Tinseth forecast airlines around the world would need 29,000 new aircraft worth US$3.2 trillion (Bt106 trillion) through 2028. Older, less-efficient aircraft will be replaced with efficient, newer-generation models. Boeing's order backlog as of the third quarter was for 3,400 aircraft worth a combined $254 billion.

Air-traffic growth in Southeast Asia is expected to outpace economic growth, he said. Passenger growth over the next 20 years is expected to be above 6.5 per cent, while the region's economy is projected to grow at 4.6 per cent.

In the Asia-Pacific, long-term annual air-traffic growth is projected to be 6.9 per cent over the next two decades, Tinseth said.
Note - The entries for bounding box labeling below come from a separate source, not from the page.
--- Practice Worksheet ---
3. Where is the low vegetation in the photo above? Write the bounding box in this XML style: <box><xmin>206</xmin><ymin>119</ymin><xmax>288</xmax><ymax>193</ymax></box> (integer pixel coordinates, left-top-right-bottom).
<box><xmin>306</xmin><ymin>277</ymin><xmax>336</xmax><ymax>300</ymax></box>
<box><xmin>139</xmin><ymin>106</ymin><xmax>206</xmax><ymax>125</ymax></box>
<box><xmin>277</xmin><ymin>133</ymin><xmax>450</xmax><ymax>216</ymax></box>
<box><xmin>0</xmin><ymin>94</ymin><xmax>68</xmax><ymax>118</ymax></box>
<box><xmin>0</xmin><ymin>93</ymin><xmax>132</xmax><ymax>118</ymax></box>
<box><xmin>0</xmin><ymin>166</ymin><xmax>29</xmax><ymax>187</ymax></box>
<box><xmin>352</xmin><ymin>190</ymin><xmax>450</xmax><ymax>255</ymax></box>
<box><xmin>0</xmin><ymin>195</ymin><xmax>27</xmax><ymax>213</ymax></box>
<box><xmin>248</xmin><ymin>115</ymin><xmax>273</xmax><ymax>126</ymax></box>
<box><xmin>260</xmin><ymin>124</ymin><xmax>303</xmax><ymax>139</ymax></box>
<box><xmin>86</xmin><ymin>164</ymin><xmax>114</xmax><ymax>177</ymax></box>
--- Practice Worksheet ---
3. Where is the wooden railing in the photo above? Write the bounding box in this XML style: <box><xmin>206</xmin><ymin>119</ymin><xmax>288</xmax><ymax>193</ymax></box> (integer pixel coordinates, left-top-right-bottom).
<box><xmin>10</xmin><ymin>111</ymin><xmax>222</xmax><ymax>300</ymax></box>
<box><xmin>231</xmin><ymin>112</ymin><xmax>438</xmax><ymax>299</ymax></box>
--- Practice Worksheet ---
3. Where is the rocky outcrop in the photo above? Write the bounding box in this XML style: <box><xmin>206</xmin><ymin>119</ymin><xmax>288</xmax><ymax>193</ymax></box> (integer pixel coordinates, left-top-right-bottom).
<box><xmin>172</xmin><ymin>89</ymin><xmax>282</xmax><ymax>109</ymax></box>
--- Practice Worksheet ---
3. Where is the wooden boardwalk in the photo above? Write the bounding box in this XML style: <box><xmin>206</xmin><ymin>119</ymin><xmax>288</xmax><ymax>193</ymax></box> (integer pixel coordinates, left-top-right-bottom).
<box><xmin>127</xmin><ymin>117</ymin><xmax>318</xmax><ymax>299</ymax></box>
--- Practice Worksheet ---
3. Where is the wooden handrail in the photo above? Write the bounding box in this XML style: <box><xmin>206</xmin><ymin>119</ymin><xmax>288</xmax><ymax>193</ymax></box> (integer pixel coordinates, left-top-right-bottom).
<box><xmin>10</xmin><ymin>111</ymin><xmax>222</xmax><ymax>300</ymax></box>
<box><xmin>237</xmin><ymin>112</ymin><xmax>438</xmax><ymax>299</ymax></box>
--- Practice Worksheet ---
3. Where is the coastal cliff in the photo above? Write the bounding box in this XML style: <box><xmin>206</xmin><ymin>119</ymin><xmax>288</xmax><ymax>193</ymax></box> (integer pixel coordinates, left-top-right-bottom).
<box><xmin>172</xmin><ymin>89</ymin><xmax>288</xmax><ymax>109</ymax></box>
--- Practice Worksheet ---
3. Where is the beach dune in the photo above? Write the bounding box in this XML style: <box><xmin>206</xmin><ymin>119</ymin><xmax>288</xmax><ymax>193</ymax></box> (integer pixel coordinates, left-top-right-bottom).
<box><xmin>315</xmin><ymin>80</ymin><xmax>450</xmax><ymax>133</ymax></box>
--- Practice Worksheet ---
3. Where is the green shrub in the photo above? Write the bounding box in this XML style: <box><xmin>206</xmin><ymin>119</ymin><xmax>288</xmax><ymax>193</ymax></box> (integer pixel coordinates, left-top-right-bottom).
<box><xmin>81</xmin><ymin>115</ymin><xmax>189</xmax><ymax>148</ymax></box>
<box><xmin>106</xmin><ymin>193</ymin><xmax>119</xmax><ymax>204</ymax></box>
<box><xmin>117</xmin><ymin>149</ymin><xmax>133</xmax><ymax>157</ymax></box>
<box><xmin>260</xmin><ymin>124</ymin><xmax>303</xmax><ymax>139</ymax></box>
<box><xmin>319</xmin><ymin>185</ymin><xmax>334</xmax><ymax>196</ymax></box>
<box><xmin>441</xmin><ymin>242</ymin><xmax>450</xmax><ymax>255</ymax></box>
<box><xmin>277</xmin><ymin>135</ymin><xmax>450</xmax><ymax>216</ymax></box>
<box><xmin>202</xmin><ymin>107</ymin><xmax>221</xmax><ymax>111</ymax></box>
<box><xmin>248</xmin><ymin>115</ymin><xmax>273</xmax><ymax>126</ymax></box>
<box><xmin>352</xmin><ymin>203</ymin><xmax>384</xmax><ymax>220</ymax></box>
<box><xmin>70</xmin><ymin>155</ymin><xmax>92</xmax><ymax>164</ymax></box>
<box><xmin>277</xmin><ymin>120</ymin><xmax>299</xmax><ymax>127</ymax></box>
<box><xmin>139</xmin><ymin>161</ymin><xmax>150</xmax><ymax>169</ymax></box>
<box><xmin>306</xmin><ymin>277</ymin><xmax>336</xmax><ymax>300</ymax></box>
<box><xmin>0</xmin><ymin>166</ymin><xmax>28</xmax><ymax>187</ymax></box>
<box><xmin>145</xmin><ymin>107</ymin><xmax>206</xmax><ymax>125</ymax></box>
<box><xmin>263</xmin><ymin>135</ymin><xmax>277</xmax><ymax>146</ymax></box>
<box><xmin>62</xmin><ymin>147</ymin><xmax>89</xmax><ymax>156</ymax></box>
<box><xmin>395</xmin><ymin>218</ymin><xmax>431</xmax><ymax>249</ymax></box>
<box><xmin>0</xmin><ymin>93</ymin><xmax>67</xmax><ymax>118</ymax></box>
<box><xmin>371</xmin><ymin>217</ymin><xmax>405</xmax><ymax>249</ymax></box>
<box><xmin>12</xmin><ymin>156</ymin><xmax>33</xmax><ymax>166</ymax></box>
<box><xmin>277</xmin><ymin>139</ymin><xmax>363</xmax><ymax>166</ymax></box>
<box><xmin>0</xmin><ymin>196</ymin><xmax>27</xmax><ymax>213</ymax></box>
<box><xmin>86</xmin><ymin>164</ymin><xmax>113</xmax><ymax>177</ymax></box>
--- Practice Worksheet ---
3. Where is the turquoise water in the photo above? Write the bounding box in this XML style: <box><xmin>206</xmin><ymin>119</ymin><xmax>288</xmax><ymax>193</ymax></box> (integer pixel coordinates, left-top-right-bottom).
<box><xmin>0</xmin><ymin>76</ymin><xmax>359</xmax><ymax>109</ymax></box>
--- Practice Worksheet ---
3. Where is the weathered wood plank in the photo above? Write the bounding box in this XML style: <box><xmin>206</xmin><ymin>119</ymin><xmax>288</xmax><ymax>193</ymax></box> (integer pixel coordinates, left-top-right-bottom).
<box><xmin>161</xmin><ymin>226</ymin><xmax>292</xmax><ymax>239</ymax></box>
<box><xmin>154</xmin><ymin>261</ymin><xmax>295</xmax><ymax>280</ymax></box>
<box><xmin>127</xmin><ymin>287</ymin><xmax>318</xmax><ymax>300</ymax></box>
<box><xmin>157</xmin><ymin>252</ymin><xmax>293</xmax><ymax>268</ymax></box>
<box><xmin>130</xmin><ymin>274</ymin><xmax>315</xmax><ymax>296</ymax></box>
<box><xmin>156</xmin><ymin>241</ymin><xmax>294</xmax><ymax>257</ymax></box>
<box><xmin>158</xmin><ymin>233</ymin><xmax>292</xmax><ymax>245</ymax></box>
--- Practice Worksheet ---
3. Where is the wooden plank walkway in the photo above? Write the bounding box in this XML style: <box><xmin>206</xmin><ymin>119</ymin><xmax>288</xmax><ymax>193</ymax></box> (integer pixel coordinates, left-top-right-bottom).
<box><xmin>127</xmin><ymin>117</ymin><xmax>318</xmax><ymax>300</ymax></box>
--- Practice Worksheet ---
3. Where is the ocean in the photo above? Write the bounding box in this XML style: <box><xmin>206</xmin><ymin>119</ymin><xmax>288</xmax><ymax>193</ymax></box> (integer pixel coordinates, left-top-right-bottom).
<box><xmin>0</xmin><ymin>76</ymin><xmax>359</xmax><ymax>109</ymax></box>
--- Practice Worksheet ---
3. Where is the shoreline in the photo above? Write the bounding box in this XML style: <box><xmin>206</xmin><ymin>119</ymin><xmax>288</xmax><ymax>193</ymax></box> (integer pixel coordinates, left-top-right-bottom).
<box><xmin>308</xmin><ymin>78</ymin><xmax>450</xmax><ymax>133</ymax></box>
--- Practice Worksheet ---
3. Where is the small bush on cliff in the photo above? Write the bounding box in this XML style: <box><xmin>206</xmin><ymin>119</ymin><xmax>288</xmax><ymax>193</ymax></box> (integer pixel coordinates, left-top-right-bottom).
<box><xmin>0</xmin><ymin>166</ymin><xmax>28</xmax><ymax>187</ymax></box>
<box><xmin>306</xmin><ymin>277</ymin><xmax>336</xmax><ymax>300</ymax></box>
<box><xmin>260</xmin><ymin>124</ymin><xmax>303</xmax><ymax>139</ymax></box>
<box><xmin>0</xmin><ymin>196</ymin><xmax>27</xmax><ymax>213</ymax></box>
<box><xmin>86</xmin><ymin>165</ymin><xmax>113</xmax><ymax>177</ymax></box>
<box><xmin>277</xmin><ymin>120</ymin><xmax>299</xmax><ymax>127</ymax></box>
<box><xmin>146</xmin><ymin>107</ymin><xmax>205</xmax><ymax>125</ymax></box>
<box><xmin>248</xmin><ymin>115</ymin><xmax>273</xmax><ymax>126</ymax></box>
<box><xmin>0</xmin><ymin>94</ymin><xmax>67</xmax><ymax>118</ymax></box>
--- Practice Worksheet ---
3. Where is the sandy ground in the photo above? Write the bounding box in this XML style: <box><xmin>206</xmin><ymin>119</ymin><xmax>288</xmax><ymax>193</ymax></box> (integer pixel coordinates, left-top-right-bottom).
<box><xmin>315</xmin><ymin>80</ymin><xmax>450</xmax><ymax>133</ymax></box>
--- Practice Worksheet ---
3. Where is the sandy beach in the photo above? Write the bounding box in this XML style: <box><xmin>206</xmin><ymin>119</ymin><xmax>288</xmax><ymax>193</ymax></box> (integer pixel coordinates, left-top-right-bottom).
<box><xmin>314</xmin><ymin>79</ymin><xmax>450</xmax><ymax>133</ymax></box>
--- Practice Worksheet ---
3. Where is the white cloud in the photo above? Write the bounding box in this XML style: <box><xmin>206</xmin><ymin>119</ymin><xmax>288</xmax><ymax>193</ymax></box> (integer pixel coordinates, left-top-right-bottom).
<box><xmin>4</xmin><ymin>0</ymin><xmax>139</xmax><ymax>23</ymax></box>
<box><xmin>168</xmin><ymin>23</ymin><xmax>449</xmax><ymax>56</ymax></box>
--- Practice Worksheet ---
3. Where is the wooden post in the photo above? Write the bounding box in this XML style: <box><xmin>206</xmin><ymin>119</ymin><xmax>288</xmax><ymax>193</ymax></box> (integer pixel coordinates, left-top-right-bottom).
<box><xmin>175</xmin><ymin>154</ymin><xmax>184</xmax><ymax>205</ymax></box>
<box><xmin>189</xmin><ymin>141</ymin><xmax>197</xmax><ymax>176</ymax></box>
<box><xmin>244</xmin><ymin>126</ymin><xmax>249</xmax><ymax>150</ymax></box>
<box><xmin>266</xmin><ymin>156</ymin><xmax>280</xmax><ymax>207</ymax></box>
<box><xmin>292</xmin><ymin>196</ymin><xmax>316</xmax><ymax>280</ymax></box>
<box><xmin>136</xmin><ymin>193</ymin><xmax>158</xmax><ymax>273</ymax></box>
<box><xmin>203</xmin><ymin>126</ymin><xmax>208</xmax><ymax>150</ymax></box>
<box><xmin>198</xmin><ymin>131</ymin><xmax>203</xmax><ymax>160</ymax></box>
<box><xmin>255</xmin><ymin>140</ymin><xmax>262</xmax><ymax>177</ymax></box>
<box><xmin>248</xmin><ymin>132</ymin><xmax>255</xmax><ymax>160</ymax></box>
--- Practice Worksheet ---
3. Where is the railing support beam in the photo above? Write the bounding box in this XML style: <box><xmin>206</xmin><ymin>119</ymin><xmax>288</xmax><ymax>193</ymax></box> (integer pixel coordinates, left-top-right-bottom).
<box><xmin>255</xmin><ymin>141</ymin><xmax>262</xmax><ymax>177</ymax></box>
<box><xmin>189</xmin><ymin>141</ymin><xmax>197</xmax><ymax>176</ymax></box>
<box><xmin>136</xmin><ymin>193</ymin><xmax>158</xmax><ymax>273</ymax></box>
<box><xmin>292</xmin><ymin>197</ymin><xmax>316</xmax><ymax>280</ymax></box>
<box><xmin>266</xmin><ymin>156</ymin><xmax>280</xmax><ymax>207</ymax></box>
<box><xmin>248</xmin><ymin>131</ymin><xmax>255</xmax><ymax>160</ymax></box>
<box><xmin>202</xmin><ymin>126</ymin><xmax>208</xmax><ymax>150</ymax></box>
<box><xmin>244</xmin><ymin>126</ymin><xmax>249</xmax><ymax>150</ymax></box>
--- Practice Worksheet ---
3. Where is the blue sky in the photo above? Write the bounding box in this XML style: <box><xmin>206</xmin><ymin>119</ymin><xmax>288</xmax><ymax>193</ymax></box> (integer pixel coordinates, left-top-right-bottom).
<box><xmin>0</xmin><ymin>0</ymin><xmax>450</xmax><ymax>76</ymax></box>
Overall air-travel volume in the Asia-Pacific is growing rapidly and forecast to account for 41 per cent of all modes of transport in 20 years, up from 32 per cent now.

Thailand's gross domestic product (GDP) is expected to contract 3 per cent this year and grow 5 per cent next year before settling into a long-term trend of 4.5 per cent annual growth.

The contribution of travel and tourism to Thailand's GDP is expected to rise from 14.7 per cent this year to 15.6 per cent by 2019.

"In the long term, airlines will continue to invest in more efficient, environmentally friendly aircraft that also serve the needs of passengers," Tinseth said.

Boeing's manufacturing strategy is to deliver the right size of aircraft with the right capacity at the right time, Tinseth said.

But he admitted the company's superjumbo Boeing 787-8 would not be in service until late next year, behind the Airbus A380, which is already being operated by a number of airlines.